We have all heard the phrase, “Don’t put all of your eggs in one basket,” but what does it really mean? If you put all of your eggs in one basket and then drop the basket (or it is stolen by the Easter Bunny), you will lose of all of your eggs. Similarly, if you invest all of your money in one company stock or single asset class and that company fails or that asset class underperforms, you have “lost” all of your money. In the investment world, this problem is solved through diversification and managing the risk exposure in your portfolio.
How many eggs go in which baskets?
Asset allocation is the first step in creating a diversified investment portfolio.
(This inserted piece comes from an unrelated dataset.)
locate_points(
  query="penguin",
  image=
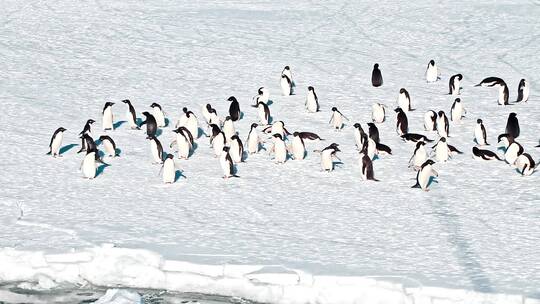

Asset allocation means deciding how your investment dollars should be allocated among broad asset classes such as stocks, bonds, alternative investments, and cash equivalents. Diversifying your investment mix amongst the various asset classes is a key tool for managing market volatility. Because asset classes often perform differently under different market conditions, spreading your assets among them has the potential to help reduce your overall risk exposure. The underlying principle is that different asset classes have shown different rates of return and levels of price volatility over time. Also, since different asset classes often respond differently to the same news, your stocks may go down while your bonds go up, or vice versa.
So how much do you put in each basket? If you have too much allocated to cash, then you run the risk of losing money to inflation. If you have too much allocated to stocks, you may be losing sleep at night dealing with the daily fluctuations of the market. The answer is different for everyone. You need to consider your tolerance for risk, your financial resources, your long-term goals, and your investment timeframe to figure out the appropriate mix for you.
What Diversification is NOT
Spreading your assets amongst several different investment advisors or brokerage houses is NOT an effective diversification strategy, especially if all of those accounts contain similar holdings. For instance, if you use three different brokerage firms to house your investments and they all invest in large cap stocks – your eggs are still in the same basket.
Work with a financial advisor who you trust to figure out the best place to put your eggs to protect against market volatility, inflation, and of course, that mischievous Easter Bunny.